Skip to content

Identity

An Identity Service provides a 1-to-1 identity — one account maps to exactly one person.

Creating a global Identity Service would be most useful, as you could authenticate a person definitively. However, this would require an unreasonable amount of authority to unify one identity across all domains.

How do we tell a person is real and identify them except by meeting in person? Maybe that’s the only real way.

Most services can only establish an n-to-m identity, meaning a user can own as many accounts as they want (m), and an account can be used by any number of users (n). Some services try to restrict this (Netflix monitors activity to limit account sharing), but this usually requires impairment of individual freedom.

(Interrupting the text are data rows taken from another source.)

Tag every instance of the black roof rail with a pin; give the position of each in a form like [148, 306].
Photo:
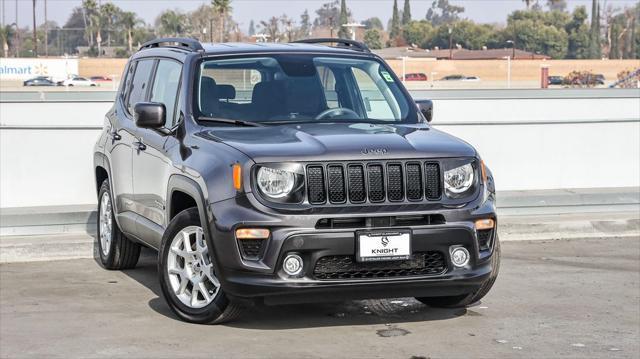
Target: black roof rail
[351, 44]
[175, 42]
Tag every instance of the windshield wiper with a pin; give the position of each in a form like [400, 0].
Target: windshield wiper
[231, 122]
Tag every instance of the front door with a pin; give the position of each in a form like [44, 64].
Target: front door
[152, 163]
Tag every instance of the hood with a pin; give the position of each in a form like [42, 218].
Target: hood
[340, 142]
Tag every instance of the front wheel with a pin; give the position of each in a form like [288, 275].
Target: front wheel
[187, 273]
[467, 299]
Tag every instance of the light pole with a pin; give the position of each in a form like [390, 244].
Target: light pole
[35, 31]
[513, 48]
[508, 71]
[46, 31]
[450, 43]
[211, 30]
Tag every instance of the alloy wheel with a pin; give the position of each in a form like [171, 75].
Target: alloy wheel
[190, 269]
[106, 223]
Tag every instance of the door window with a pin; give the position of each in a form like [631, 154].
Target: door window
[165, 88]
[139, 84]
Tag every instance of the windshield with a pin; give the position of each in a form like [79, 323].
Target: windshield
[301, 88]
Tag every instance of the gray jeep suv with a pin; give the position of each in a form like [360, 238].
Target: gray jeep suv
[288, 173]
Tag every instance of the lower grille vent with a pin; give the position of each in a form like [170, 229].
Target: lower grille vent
[345, 267]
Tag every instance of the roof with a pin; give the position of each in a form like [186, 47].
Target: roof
[459, 54]
[241, 47]
[307, 45]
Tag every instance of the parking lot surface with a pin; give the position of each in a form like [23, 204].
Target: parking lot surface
[574, 298]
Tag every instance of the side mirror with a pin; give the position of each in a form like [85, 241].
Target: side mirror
[426, 108]
[149, 115]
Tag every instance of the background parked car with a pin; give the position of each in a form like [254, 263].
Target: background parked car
[77, 81]
[453, 78]
[39, 81]
[555, 80]
[100, 79]
[415, 77]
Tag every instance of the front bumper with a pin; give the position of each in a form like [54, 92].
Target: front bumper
[293, 233]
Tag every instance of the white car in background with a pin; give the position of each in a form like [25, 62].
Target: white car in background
[77, 81]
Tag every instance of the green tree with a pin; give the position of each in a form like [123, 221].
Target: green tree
[343, 32]
[622, 33]
[172, 23]
[442, 12]
[373, 23]
[418, 33]
[373, 39]
[222, 8]
[406, 13]
[557, 5]
[394, 30]
[578, 34]
[595, 51]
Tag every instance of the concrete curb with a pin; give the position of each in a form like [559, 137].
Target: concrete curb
[511, 228]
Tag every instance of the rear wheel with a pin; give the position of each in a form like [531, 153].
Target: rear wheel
[116, 251]
[466, 299]
[187, 273]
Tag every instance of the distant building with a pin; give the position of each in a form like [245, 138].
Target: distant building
[459, 54]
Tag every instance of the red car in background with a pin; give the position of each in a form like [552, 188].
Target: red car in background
[415, 77]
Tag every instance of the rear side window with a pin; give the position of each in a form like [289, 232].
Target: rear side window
[165, 88]
[139, 83]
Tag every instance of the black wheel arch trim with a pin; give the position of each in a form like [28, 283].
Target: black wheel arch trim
[187, 185]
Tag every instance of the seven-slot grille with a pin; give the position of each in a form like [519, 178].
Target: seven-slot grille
[373, 182]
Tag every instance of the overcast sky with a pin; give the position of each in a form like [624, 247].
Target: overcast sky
[489, 11]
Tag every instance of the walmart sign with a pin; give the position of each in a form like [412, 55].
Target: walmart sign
[23, 69]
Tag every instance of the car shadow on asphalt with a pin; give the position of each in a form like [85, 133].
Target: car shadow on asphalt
[389, 312]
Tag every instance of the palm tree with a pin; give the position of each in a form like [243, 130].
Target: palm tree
[172, 23]
[271, 28]
[129, 20]
[7, 34]
[89, 11]
[222, 8]
[109, 11]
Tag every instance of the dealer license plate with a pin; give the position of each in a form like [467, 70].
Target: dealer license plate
[383, 246]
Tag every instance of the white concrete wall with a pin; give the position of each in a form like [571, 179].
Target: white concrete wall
[529, 143]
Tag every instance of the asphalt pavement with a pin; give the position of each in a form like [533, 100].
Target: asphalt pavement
[570, 298]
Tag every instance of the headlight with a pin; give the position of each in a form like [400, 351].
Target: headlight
[458, 180]
[275, 183]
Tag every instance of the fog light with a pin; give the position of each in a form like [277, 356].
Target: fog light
[292, 264]
[486, 223]
[459, 256]
[252, 233]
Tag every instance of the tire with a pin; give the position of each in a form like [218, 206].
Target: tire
[115, 249]
[467, 299]
[187, 272]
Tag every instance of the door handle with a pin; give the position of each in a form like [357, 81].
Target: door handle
[141, 146]
[115, 136]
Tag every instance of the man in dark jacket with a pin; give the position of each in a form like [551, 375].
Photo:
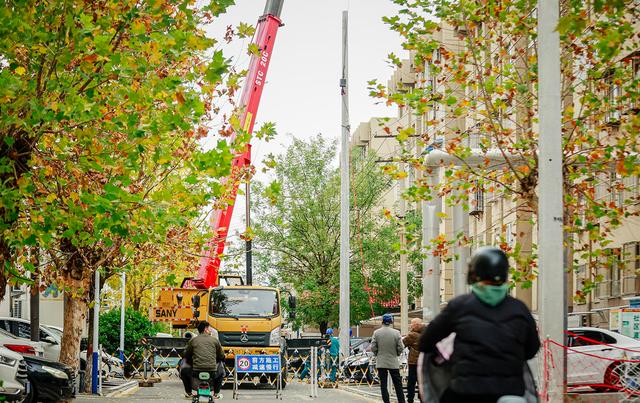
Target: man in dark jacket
[412, 342]
[185, 371]
[495, 334]
[204, 352]
[386, 345]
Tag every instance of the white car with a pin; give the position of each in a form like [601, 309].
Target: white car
[20, 345]
[112, 367]
[13, 376]
[22, 328]
[593, 357]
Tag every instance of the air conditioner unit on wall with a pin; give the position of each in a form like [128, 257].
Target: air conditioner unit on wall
[476, 207]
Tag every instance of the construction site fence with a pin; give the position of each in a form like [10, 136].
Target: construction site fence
[596, 371]
[307, 365]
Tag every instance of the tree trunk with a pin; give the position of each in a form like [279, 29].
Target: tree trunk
[323, 327]
[5, 258]
[136, 303]
[34, 310]
[88, 378]
[75, 310]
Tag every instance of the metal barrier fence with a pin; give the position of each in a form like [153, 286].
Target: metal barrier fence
[312, 366]
[596, 371]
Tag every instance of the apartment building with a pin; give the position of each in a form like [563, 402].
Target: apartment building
[17, 304]
[494, 219]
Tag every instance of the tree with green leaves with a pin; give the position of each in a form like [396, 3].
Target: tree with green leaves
[136, 326]
[296, 234]
[478, 92]
[102, 107]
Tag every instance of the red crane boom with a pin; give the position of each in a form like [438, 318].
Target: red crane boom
[264, 38]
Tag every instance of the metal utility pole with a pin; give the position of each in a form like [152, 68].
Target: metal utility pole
[345, 282]
[124, 283]
[249, 261]
[34, 298]
[553, 283]
[95, 367]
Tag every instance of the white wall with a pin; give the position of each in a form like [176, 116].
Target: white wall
[51, 308]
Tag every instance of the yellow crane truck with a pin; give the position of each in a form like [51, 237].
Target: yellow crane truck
[247, 319]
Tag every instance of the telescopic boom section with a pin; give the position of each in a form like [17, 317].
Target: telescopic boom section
[265, 38]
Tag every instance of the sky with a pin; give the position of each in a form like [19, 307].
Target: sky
[302, 93]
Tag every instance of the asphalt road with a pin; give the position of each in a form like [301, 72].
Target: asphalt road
[171, 391]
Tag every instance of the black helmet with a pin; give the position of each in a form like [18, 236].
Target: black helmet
[488, 264]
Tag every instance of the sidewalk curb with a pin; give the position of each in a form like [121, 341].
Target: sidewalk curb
[125, 388]
[372, 396]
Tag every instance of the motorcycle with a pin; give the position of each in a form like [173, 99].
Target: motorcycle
[204, 389]
[360, 368]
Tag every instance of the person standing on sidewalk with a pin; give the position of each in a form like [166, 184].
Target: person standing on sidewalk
[412, 342]
[186, 370]
[495, 334]
[334, 355]
[386, 345]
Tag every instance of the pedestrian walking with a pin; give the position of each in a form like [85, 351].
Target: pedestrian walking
[333, 343]
[386, 345]
[185, 370]
[495, 335]
[412, 342]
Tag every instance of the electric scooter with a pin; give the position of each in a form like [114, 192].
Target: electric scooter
[204, 389]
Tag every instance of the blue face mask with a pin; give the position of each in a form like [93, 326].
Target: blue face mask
[491, 295]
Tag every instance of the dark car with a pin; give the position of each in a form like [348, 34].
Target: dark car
[50, 381]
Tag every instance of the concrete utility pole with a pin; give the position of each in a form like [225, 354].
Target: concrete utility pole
[248, 243]
[96, 332]
[460, 225]
[124, 283]
[404, 294]
[345, 282]
[553, 283]
[430, 263]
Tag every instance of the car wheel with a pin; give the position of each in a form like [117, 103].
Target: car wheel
[611, 379]
[31, 396]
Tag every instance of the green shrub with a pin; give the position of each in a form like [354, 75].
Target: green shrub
[136, 326]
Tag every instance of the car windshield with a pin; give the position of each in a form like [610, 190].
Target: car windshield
[244, 302]
[7, 334]
[55, 332]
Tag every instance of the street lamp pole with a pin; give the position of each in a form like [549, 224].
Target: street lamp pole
[345, 285]
[124, 282]
[553, 280]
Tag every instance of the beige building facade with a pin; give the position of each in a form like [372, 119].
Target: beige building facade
[494, 219]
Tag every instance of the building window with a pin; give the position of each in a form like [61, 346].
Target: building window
[635, 67]
[631, 266]
[613, 95]
[17, 309]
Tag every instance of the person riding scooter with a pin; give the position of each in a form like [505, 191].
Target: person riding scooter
[205, 351]
[495, 335]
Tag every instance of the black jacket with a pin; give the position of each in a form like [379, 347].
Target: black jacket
[491, 344]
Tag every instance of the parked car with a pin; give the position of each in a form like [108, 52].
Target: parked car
[13, 376]
[50, 381]
[593, 357]
[111, 366]
[19, 345]
[22, 328]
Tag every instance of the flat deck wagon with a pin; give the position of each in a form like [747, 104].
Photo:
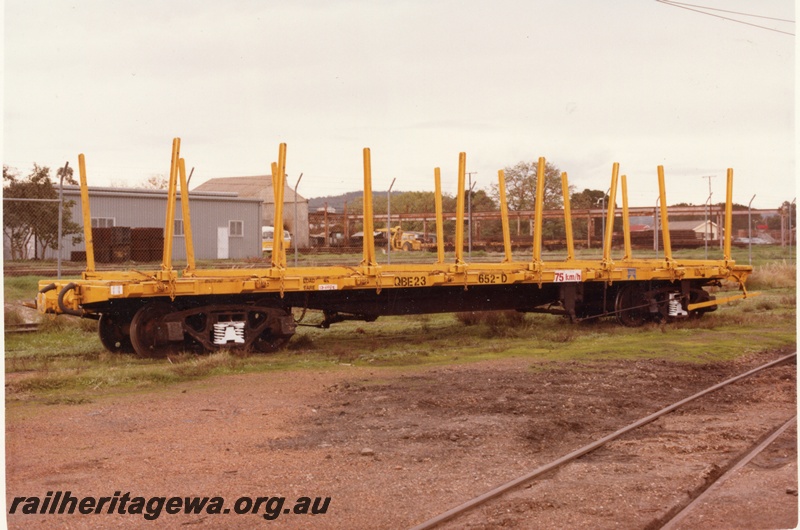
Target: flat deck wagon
[155, 312]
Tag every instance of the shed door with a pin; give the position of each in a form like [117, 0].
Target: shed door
[222, 242]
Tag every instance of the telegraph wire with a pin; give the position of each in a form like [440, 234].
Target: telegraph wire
[691, 7]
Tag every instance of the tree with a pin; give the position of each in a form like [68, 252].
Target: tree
[521, 182]
[587, 200]
[156, 182]
[35, 221]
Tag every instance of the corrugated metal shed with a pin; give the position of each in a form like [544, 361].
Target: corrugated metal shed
[210, 211]
[261, 187]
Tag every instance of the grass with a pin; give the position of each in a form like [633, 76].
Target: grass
[64, 363]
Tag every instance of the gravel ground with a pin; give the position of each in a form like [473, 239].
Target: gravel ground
[394, 447]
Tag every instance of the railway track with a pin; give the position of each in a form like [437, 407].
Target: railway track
[674, 516]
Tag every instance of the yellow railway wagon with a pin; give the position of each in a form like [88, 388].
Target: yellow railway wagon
[153, 313]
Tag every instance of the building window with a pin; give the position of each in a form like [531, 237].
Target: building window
[236, 228]
[102, 222]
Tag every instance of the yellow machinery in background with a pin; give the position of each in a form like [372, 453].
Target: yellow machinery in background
[155, 312]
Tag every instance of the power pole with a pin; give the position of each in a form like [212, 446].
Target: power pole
[708, 211]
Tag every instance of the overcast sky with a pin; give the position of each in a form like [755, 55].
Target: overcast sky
[583, 83]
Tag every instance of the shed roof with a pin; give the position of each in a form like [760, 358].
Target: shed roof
[145, 192]
[259, 186]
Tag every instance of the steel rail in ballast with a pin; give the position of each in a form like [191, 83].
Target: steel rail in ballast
[496, 492]
[673, 522]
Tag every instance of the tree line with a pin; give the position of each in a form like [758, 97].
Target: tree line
[31, 227]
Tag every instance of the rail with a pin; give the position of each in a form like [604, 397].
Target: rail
[508, 486]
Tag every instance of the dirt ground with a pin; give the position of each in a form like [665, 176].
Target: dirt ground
[395, 447]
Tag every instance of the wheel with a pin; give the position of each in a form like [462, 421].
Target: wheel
[631, 307]
[275, 336]
[112, 336]
[149, 332]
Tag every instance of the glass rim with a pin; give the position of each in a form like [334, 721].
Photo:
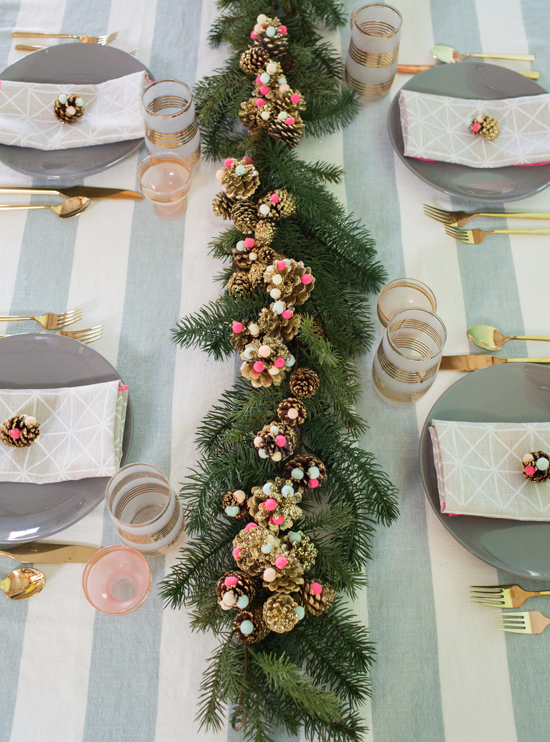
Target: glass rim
[168, 115]
[380, 5]
[432, 314]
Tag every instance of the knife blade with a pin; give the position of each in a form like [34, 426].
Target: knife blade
[70, 191]
[474, 361]
[48, 553]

1-to-1 identity is technically very hard to create in a decentralized manner, as a large enough attack group could always circumvent network-based measures. It may be a legitimate consideration to question the necessity of 1-to-1 identity, instead of trying to force it into a limited system that could face corruption at scale.

In traditional web services, account recovery relies on external sources of identity (email, phone number) assumed to be more stable. This becomes hard with blockchains, since they operate with mathematical keys. While it would be possible to allow a blockchain account to change its key, this would either require the original key or a central authority.

Traditional accounts: Offer flexibility and security but require a central authority for identity management.

Blockchain identity: Very secure and decentralized, but relies heavily on individual responsibility and is inflexible. If a key is compromised, the user usually loses the account.

The network’s identity recovery process places the responsibility of account safety into the hands of the users and their networks — a better solution than central authority, though not perfect.

Given the challenges of 1-to-1 identity, pseudonymity may be a more realistic and desirable model for many use cases, with optional layers of verification through Social Tokens (Checked and Judged tokens).